Tom Daschle: Gentle, Soft-Spoken, and Definitely No Lightweight
"'Lightweight' is not an expression anyone would use to describe Tom Daschle. At 56, Daschle has been the Senate Democratic leader for 10 years, two years longer than Lyndon Johnson, whose portrait hangs in Daschle's elegant Capitol suite, at the minority leader's request. Unlike the bullying Johnson, Daschle is gentle and soft-spoken.[Senate Majority Leader Bill] Frist was besieged with questions about why he had violated Senate protocol by campaigning against Daschle on his home turf. The Democratic leader wound up looking like a victim; the Republicans, like bullies." - Sheryl Gay Stolberg in an August 1 Times Sunday Magazine profile of Senate Minority Leader Tom Daschle.

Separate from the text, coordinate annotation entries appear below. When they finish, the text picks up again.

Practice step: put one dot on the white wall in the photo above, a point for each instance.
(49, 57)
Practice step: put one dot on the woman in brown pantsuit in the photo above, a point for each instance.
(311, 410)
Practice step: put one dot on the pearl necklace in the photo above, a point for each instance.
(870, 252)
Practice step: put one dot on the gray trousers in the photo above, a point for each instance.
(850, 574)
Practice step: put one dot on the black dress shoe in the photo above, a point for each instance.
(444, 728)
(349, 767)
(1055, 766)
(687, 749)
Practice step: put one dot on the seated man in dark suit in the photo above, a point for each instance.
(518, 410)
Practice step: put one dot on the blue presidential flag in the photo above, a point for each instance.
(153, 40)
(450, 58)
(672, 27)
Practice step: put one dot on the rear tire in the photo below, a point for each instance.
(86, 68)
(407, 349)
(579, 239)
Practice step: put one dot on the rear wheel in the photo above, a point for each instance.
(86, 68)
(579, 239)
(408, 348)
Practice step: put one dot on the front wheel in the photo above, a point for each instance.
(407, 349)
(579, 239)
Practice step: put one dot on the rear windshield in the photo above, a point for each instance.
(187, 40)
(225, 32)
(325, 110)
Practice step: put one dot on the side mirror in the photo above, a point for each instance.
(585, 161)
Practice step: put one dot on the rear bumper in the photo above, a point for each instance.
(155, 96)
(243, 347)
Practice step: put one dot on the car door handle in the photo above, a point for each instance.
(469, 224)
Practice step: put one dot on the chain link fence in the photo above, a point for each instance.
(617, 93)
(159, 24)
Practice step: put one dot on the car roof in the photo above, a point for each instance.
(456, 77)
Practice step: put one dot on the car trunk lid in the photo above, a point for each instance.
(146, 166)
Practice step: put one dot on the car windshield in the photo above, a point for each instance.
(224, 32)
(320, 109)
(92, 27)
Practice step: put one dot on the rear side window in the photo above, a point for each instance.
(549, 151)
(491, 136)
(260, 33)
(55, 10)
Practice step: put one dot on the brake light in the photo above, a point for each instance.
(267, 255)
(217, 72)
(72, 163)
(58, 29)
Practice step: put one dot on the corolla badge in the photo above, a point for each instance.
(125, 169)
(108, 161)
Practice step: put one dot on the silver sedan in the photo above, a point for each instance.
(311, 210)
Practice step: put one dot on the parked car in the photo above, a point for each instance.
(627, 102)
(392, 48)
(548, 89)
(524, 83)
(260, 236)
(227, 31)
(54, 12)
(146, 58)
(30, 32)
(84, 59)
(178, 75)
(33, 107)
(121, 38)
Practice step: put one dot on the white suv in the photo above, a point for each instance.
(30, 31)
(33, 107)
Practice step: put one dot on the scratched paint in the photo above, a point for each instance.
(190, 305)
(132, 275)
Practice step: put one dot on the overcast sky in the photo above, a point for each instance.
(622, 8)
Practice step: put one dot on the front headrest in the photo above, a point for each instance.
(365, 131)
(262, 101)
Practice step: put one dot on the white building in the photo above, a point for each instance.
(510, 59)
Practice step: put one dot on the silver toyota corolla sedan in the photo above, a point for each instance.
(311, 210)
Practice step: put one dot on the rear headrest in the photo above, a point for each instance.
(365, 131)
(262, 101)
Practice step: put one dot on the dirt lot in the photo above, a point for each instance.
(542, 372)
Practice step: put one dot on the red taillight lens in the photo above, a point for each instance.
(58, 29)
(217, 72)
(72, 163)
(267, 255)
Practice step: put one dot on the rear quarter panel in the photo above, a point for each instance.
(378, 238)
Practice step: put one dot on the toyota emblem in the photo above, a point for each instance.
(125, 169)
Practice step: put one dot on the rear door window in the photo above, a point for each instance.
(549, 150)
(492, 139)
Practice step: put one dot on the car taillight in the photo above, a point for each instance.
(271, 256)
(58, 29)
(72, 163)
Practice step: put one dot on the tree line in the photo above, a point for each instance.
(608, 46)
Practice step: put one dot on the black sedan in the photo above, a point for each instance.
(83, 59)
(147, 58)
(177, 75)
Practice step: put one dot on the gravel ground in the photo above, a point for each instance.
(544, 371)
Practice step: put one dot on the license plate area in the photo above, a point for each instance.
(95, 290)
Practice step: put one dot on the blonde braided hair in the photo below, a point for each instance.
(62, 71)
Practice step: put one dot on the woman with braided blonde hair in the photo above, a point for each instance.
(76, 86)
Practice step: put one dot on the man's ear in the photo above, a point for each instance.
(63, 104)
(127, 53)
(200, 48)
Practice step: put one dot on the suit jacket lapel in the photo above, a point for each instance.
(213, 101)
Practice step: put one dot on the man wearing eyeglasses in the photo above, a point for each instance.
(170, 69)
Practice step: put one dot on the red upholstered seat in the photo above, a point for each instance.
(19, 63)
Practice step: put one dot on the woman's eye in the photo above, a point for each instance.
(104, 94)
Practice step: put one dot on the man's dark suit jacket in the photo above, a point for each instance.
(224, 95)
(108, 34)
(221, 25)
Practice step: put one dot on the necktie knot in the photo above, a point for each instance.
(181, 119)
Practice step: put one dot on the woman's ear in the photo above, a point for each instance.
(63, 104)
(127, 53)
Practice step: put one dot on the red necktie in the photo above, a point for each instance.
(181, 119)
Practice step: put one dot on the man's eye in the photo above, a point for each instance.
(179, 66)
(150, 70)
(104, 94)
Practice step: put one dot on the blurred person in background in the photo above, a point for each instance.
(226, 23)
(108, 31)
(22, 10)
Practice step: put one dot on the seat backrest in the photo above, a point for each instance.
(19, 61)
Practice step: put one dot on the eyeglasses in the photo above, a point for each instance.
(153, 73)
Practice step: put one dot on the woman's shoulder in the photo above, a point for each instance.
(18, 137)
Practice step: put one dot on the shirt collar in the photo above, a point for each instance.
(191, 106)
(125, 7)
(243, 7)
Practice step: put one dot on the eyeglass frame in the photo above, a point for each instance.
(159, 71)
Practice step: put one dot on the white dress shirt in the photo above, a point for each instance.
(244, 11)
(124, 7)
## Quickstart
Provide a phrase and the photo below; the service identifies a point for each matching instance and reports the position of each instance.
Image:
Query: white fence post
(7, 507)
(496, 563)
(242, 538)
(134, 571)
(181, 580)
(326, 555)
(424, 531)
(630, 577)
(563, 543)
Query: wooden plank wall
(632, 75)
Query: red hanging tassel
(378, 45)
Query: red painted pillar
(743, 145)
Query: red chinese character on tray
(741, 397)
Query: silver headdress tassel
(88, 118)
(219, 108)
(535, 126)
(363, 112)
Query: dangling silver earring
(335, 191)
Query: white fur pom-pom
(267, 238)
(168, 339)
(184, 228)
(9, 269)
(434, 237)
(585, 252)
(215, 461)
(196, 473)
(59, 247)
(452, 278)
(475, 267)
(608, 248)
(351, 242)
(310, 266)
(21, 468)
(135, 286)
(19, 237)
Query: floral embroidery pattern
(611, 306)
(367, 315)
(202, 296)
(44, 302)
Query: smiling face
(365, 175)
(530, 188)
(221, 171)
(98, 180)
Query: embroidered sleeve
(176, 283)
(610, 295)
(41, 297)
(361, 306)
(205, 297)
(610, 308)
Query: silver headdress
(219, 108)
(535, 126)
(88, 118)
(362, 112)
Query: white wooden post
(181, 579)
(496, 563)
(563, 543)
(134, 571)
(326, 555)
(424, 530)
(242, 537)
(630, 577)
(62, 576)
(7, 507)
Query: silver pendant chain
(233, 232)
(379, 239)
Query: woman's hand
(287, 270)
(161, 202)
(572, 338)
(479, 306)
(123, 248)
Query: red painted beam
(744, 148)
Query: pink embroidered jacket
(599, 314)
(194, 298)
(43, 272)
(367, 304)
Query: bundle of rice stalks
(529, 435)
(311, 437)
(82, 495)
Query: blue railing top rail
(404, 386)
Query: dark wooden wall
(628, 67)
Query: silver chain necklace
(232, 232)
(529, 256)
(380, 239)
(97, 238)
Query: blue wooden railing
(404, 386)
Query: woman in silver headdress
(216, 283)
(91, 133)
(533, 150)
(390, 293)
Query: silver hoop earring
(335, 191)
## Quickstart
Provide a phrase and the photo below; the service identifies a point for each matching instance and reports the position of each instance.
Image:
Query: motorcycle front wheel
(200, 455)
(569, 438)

"Successful" Democratic Convention? Says Who?
"News of the terror threat on Sunday also stirred renewed suggestions from some Democrats that the White House was manipulating terror alerts for Mr. Bush's political gain. They said the alert had been issued just as Mr. Kerry emerged from a convention that was described by Republicans and Democrats as a success." - Adam Nagourney and David Halbfinger, August 2.
Economic "Setback" for Bush = Good Front-Page News for Kerry
"The slowdown was a setback to efforts by President Bush to point to solid growth as a validation of his administration's economic policies, and played into the hands of his Democratic challenger, Senator John Kerry, who has criticized the White House's economic approach." - Economics reporter Eduardo Porter in a front-page story, July 31.
A few hours later, Qingming, 18 years old, stepped in front of an approaching locomotive. The train, like China's roaring economy, was an express." - Joseph Kahn and Jim Yardley in an August 1 story on a young Chinese man's suicide and "the money-centered, cutthroat society that has replaced socialist China."